Algorithm Implementation/Simulation/Monty Hall problem/Usefulness

Third version: a modification of the prior version, modeling the host opening a door and the player making the second choice, the same way the first version does. Even though the prior version is not a formal, proper or full modeling, it has the same effect in terms of computing, because we can check that the line "win += 1 if choice2 == car" is the same as "win += 1 if choice1 != car", making the choice2 information unnecessary.

To do: This article is a draft. Current content is ok, but it needs to be logically organized. For example, a proper introduction to the subject is missing.

In fact, given the first choice, the game is already decided for a switching player. This means that the full modeling (first, fourth and this version) is not necessary (or even concise) at all: if the player initially chooses the right door, for sure he loses after switching (because he is leaving the right door); if he chooses the wrong door, for sure he wins after switching (because the right door is the only one to switch to - the other one is opened by the host). As we already have the result of the current game after checking the first choice, we don't need to artificially compute it again by explicit simulation of the other events: it would be simply redundant.

This all means that the proper, full modeling of the Monty Hall problem can be abstracted to a more concise and simpler form. The full modeling becomes just an instance of the simplest one. Fifth version implements such a simplest abstraction, while the second and fourth ones work as intermediary simplifications. First and third versions even though proper descriptions of the scenario, are not computationally efficient in terms of good, non-redundant abstraction. In fact, refactoring of all the versions from first to fourth leads to the fifth one, because all versions are equivalent, differing only in the levels of abstraction and redundancy.

Another way to express the difference from the intermediary to the full modelings is that the full ones run a simulation from the player's perspective: he will only know whether his initial choice was right or not in the end of each game.
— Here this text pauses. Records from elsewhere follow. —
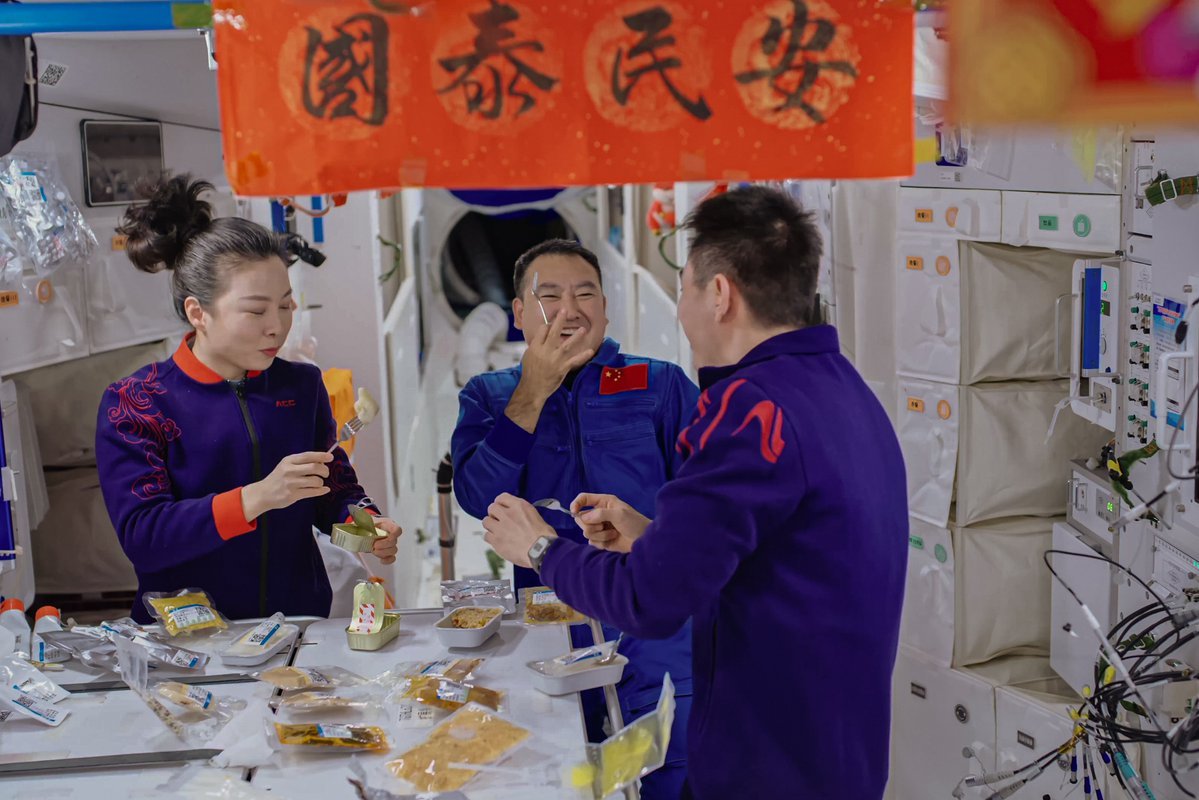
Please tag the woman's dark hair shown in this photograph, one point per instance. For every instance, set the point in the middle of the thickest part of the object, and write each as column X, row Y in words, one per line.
column 174, row 229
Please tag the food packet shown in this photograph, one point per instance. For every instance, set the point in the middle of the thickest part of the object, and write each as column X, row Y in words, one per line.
column 456, row 594
column 184, row 612
column 91, row 649
column 13, row 701
column 574, row 661
column 261, row 642
column 450, row 695
column 332, row 737
column 193, row 727
column 326, row 702
column 542, row 607
column 18, row 674
column 473, row 735
column 294, row 679
column 632, row 753
column 452, row 668
column 160, row 651
column 473, row 618
column 198, row 698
However, we can run a more concise (even though abstracted, that is, not specifically describing the original scenario anymore) simulation using the host's perspective: we can take advantage of the fact that we can check if the first choice is correct, so that we can already know the result, without having to execute any additional steps. This may become clearer in the fourth example below.
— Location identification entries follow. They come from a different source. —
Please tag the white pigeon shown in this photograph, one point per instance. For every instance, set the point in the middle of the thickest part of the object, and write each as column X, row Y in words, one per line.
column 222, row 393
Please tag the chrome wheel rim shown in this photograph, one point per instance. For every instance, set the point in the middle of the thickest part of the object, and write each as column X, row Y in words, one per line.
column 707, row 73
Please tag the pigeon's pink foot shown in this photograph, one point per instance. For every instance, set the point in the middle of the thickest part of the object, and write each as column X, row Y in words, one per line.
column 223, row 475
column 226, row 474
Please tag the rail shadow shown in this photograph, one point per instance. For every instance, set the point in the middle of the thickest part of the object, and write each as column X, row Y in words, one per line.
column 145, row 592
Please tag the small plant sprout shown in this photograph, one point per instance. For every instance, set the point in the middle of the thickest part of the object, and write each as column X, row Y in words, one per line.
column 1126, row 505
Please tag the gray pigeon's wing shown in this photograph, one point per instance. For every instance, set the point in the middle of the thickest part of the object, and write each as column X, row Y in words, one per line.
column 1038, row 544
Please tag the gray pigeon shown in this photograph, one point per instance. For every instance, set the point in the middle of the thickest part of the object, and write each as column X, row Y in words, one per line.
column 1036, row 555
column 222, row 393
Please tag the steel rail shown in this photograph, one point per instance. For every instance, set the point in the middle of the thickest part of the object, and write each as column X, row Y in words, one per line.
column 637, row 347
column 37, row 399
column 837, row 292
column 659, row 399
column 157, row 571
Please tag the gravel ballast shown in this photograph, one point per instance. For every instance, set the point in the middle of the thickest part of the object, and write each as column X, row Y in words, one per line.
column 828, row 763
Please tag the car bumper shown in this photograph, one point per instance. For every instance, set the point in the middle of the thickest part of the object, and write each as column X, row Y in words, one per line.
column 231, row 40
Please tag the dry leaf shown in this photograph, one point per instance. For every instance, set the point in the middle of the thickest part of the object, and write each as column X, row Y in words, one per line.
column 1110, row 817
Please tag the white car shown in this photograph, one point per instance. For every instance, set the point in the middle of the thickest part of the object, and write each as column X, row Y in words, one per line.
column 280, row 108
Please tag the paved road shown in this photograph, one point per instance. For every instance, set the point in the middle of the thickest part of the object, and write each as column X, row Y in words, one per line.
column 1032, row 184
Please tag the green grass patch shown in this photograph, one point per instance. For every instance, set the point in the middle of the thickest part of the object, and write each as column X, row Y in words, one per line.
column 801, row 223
Actually, if we think that the Monty Hall problem can be reduced to simply checking the success rate of many times picking up two elements out of three and checking them against an expected one, we can conclude that all the versions from first to fourth are redundant in some level, even if they are modeling the problem completely or correctly. Even in the simplest form, we can deduce that the more repetition and randomness we have, the more closer to 2/3 the result is inclined to be. From this point of view, any computer simulation of Monty Hall problem is pointless at all. Computer simulations are used where a complete enumeration of all possible states would be prohibitive or impossible,^[1] which is not the case of Monty Hall problem.

Note: the reason why the algorithms can't be reduced to a single "print 2/3" is because the output depends on the number of times the game is played, and on the randomness of either the right door, or the player's choice. For example, for only 10 games it is unlikely that the success rate will keep at 2/3 for all runnings of the simulation.

Full, proper modeling

wins = 0
car = 1
many times do
    choice1 = rand(1..3)     
    host = (1, 2, 3) - (car, choice1)
    choice2 = (1, 2, 3) - (host, choice1)    
    if choice2 == car   
        wins += 1  
end

Partial modeling (host's perspective)

wins = 0
car = 1 
many times do
    choice = rand(1..3)
    if choice != car    
        wins += 1
end

Abstracted modeling

wins = 0
many times do
    if rand(1..3) in 1..2
        win+= 1 
end

Ruby implementations

car = wins = 0
many = 100000
 
many.times do
    choice1 = rand(3)
    host_opts = [0, 1, 2] - [choice1, car]
    choice2 = [0, 1, 2] - [choice1, host_opts.first]
    wins += 1 if choice2 == [car] 
end
 
puts "#{(wins * 100) / many}%"

car = wins = 0
many = 1000 * 1000
 
many.times do |game|
    progress = ((game + 1) * 100) / many
    print("\b\b\b#{progress}%") 
    choice = rand(3) 
    wins += 1 unless choice == car    
end
 
puts "#{(wins * 100) / many}%"

many, wins = 1000 * 1000, 0
many.times { wins+= 1 if [0, 1].include? rand(3) }
puts "#{(wins * 100) / many}%"